Tories follows Quebec’s lead, promising ban on veils at citizenship ceremonies

OTTAWA — The Harper government is planing to bring in legislation to ban face coverings at citizenship ceremonies.

Tim Uppal, the minister of state for multiculturalism, says the government supports Quebec legislation that would require people to have their faces uncovered when giving or receiving government services.

The Alberta MP says Canadians expect that people who are taking the oath at citizenship ceremonies should do so without covering their faces.

Earlier this year, the Federal Court ruled against a government policy requiring people to remove face coverings when taking the citizenship oath.

At the time, Prime Minister Stephen Harper promised an appeal.

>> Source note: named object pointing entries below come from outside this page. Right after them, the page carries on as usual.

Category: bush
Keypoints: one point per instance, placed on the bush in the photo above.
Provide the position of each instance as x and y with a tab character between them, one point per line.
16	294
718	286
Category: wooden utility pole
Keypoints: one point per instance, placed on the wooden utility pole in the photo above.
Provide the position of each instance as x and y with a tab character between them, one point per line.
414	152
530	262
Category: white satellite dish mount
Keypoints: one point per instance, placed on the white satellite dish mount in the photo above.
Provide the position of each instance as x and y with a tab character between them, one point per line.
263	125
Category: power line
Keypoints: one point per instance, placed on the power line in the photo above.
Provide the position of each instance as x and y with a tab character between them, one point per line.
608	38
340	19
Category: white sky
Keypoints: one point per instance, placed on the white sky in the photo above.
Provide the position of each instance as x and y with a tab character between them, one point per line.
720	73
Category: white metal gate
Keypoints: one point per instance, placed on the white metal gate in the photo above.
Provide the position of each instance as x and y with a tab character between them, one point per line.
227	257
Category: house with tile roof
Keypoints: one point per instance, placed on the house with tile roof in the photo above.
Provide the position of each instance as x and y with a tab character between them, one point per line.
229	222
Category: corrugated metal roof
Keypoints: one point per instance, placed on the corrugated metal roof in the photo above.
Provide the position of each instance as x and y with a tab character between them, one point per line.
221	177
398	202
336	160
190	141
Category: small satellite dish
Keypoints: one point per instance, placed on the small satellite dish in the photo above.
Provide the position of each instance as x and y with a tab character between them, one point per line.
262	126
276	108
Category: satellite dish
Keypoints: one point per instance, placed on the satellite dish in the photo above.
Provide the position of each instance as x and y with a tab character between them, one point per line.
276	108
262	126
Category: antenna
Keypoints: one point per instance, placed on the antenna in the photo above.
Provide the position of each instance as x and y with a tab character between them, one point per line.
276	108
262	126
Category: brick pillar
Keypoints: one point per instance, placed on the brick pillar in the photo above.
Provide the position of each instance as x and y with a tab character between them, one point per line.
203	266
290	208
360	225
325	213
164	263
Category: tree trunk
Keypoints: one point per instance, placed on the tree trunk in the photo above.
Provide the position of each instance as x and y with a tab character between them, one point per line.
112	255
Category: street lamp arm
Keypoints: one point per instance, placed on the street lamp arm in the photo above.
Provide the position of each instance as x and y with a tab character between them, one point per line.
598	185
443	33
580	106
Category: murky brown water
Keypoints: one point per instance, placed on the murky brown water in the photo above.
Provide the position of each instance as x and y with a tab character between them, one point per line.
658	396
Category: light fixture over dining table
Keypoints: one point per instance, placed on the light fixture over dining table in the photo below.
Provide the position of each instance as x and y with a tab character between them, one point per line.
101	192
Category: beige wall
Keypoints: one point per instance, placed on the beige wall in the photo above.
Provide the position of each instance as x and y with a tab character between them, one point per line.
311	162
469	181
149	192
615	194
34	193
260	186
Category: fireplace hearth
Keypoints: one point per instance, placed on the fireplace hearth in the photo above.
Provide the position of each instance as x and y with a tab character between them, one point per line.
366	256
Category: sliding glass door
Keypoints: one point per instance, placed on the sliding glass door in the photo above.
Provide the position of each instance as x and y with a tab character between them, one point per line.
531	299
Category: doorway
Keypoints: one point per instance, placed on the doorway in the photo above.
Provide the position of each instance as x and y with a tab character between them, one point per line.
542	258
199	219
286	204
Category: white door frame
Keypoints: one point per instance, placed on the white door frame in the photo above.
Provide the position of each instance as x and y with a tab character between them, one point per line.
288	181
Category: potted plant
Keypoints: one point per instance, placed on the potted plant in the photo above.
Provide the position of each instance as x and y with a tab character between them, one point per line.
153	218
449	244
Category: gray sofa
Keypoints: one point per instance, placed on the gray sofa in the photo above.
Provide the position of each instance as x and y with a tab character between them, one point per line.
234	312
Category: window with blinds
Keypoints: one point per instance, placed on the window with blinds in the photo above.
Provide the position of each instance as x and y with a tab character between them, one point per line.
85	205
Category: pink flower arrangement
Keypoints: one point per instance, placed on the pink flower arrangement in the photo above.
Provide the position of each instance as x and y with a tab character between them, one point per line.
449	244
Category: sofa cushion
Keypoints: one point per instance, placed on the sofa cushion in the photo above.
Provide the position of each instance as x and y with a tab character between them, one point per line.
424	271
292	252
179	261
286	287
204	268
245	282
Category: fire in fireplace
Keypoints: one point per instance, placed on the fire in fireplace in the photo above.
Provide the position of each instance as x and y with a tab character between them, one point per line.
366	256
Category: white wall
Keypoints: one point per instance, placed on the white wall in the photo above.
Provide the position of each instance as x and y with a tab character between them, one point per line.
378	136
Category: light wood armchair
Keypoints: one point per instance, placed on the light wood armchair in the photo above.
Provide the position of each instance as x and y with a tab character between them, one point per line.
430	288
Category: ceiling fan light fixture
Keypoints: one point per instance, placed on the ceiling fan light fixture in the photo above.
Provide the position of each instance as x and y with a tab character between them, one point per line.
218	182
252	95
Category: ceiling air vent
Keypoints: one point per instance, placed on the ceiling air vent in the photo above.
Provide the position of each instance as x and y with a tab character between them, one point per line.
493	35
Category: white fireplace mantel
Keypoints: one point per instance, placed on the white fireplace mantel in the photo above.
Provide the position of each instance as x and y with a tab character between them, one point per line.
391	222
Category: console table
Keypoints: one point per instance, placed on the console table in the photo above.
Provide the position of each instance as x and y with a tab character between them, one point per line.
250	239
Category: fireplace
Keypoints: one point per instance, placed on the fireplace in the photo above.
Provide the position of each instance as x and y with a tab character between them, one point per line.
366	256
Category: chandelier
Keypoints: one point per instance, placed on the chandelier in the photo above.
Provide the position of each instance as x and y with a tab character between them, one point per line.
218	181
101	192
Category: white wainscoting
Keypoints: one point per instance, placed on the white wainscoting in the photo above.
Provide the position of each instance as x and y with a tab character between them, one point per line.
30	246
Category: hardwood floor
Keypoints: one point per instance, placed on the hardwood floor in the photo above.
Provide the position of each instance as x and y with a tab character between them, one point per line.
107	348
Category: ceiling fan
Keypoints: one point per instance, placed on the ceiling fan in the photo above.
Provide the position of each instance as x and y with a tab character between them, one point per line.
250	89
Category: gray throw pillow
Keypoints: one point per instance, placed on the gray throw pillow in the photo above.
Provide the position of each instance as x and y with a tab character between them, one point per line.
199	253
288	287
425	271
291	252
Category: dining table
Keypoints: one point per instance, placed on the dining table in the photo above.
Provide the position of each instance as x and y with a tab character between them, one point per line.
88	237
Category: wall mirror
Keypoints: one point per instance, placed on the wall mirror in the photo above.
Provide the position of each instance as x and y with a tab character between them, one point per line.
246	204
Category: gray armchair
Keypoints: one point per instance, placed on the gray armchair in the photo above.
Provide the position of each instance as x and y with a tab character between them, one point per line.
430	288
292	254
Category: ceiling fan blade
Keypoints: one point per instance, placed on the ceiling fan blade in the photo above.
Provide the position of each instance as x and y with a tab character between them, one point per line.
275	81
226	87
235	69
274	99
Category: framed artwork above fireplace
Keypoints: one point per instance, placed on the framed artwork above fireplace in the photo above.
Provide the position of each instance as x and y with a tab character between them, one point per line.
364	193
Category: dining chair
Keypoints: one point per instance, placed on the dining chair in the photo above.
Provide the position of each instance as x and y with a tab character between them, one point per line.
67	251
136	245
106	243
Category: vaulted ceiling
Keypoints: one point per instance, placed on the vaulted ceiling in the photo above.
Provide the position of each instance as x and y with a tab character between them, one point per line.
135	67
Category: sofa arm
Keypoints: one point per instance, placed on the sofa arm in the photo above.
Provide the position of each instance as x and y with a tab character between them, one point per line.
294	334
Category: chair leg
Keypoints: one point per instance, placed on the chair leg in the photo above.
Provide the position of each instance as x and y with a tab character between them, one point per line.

Uppal is saying the government will now set that policy in law.

“Our government will be moving forward in the coming days with legislation with respect to the face coverings at citizenship ceremonies and we will consider what other measures may be necessary,” Uppal said Wednesday.

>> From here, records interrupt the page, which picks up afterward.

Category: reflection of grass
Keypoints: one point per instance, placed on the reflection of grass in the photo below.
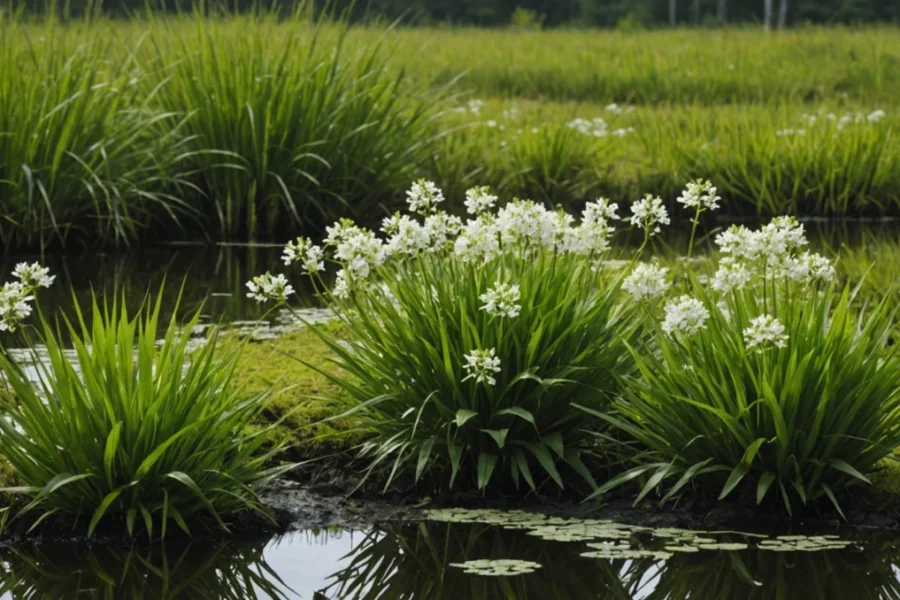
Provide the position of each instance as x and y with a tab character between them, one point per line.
765	575
230	571
406	562
413	561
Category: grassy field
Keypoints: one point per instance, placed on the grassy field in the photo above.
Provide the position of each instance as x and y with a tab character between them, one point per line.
117	132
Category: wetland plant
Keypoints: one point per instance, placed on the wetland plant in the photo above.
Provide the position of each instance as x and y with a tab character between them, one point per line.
138	427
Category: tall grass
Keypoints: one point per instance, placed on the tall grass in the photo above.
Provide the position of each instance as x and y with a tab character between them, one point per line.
251	128
685	66
142	433
289	129
83	151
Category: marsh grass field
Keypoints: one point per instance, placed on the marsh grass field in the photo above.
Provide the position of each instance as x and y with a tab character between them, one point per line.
266	272
250	128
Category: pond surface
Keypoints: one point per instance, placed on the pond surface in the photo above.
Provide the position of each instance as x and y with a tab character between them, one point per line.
535	557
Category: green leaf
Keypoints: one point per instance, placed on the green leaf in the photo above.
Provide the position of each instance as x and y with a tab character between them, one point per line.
546	461
101	510
486	464
520	412
463	416
845	467
742	468
555	443
424	455
499	435
762	488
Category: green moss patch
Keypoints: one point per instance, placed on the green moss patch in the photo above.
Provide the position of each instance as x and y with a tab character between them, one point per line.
300	395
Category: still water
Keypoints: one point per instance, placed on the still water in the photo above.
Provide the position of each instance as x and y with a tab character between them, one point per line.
443	560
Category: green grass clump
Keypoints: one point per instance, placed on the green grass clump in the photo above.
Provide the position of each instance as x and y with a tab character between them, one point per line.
287	127
133	432
84	155
303	402
783	386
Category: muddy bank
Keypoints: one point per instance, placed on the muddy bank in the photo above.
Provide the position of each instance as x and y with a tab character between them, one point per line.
331	504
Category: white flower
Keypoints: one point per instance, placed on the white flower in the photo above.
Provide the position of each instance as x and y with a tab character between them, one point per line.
341	288
646	281
14	305
34	275
409	238
770	244
730	276
479	200
685	315
763	331
478	241
314	261
596	127
269	287
502	300
475	106
806	268
358	250
423	197
441	228
482	365
600	211
699	194
302	249
648	213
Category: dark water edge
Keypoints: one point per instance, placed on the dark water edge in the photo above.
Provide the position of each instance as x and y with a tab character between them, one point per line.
427	560
215	275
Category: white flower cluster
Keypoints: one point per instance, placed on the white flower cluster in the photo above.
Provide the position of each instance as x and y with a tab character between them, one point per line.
268	287
764	332
424	197
520	228
685	315
473	106
841	122
304	251
502	300
479	200
619	110
649	213
647	281
482	365
771	252
598	128
16	296
700	195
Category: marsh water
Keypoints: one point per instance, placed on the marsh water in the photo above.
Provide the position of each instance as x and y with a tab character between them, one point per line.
444	560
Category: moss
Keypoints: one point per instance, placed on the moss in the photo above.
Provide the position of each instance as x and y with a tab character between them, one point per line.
302	396
886	480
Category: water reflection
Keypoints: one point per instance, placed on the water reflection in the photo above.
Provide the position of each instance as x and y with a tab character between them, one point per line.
416	561
233	570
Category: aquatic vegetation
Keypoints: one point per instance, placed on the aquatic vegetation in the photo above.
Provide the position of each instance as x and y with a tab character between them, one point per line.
468	342
768	378
497	568
84	155
305	131
141	430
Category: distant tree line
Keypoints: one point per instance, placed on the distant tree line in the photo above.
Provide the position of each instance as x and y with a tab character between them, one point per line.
536	13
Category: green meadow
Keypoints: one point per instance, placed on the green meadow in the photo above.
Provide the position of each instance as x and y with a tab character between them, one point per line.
250	128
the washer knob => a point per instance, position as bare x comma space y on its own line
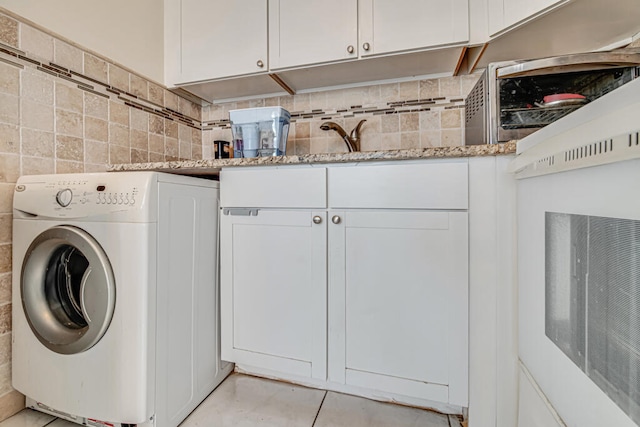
64, 197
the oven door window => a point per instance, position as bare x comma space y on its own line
592, 300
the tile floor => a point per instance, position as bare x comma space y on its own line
244, 401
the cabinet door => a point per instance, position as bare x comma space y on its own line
505, 13
312, 31
401, 292
209, 39
273, 291
389, 26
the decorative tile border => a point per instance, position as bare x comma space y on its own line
390, 107
20, 59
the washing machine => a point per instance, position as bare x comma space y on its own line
115, 296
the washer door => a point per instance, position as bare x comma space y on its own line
68, 289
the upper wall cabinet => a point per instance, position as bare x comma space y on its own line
210, 39
312, 31
321, 31
506, 13
387, 26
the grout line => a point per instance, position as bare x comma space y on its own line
319, 408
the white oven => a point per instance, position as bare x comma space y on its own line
578, 207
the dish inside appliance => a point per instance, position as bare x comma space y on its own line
536, 101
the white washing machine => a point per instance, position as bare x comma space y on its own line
115, 296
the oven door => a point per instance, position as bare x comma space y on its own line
579, 291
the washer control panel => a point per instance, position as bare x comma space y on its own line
75, 196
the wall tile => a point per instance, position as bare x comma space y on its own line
36, 116
170, 128
69, 123
119, 78
450, 119
96, 129
390, 123
430, 138
8, 31
156, 143
5, 228
118, 135
69, 98
37, 86
139, 86
171, 148
139, 156
38, 143
96, 106
451, 137
38, 165
69, 148
9, 78
9, 138
68, 56
9, 109
139, 140
409, 140
5, 267
37, 43
409, 122
119, 154
5, 286
118, 113
156, 94
96, 152
6, 197
9, 167
95, 68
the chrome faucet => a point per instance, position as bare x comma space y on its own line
352, 140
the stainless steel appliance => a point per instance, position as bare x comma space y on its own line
516, 98
578, 232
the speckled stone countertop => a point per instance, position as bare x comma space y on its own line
213, 166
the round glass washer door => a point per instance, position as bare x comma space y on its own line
68, 289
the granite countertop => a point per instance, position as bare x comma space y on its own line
213, 166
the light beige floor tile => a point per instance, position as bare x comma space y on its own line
243, 401
27, 418
344, 410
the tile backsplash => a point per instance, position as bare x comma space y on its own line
413, 114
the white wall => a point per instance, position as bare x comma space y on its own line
129, 32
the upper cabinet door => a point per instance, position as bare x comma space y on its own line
388, 26
209, 39
312, 31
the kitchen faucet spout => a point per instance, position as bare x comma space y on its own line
352, 140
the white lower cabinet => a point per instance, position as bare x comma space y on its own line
399, 292
365, 288
274, 301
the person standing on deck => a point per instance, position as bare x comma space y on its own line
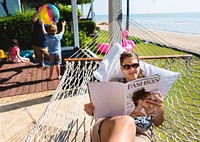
39, 43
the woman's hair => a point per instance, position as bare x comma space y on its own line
128, 54
52, 29
139, 94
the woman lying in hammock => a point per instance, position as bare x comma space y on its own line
125, 128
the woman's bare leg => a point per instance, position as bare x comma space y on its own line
118, 129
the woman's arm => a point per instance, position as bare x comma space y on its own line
89, 108
158, 105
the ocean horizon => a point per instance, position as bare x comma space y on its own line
187, 23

He also welcomed the Quebec legislation.

“We broadly support Quebec’s legislation regarding the uncovering of faces for giving and receiving public services.”

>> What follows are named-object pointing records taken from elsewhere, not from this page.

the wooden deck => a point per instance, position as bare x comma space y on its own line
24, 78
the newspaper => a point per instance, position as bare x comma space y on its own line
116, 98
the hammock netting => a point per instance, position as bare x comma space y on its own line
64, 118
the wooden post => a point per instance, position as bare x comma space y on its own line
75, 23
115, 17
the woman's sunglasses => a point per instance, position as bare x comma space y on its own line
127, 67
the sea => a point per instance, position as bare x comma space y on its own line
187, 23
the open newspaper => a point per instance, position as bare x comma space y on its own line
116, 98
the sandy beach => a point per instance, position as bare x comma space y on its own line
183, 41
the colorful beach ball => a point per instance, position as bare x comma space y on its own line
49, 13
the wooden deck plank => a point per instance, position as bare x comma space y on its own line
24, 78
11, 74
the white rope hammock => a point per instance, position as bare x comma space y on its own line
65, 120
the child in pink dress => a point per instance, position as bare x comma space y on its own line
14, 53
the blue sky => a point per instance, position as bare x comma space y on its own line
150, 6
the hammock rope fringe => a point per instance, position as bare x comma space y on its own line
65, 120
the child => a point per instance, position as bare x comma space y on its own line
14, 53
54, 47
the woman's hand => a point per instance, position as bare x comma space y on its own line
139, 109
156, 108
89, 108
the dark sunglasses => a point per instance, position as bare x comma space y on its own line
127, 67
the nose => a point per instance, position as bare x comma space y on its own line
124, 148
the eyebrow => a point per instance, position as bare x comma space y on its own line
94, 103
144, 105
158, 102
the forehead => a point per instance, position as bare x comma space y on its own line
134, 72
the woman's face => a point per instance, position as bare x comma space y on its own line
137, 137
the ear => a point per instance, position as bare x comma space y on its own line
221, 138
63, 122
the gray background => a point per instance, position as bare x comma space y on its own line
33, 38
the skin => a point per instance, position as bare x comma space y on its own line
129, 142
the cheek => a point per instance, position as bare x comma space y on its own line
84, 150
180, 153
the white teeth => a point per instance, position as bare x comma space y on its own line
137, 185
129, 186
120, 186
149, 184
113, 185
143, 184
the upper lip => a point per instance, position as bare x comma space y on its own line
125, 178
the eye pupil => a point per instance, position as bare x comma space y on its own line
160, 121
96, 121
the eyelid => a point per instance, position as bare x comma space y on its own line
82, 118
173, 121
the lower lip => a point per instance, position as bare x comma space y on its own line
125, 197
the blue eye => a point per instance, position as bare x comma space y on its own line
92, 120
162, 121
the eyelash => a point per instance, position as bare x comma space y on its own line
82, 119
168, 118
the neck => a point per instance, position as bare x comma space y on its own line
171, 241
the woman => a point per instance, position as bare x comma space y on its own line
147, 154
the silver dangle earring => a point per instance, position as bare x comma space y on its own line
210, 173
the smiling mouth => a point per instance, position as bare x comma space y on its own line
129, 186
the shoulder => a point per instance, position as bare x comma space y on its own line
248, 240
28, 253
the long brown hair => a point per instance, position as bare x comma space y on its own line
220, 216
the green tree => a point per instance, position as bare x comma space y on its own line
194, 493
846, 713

Most Canadians would agree, he added, echoing Harper’s argument against face coverings at citizenship ceremonies.

“At a time when people are pledging allegiance to this country, when they’re joining the Canadian family, we find that Canadians expect that anyone joining the Canadian family at that time would have their face uncovered,” Uppal said.

Harper has called the facial coverings worn by some Muslim women the product of a culture that is “anti-women.”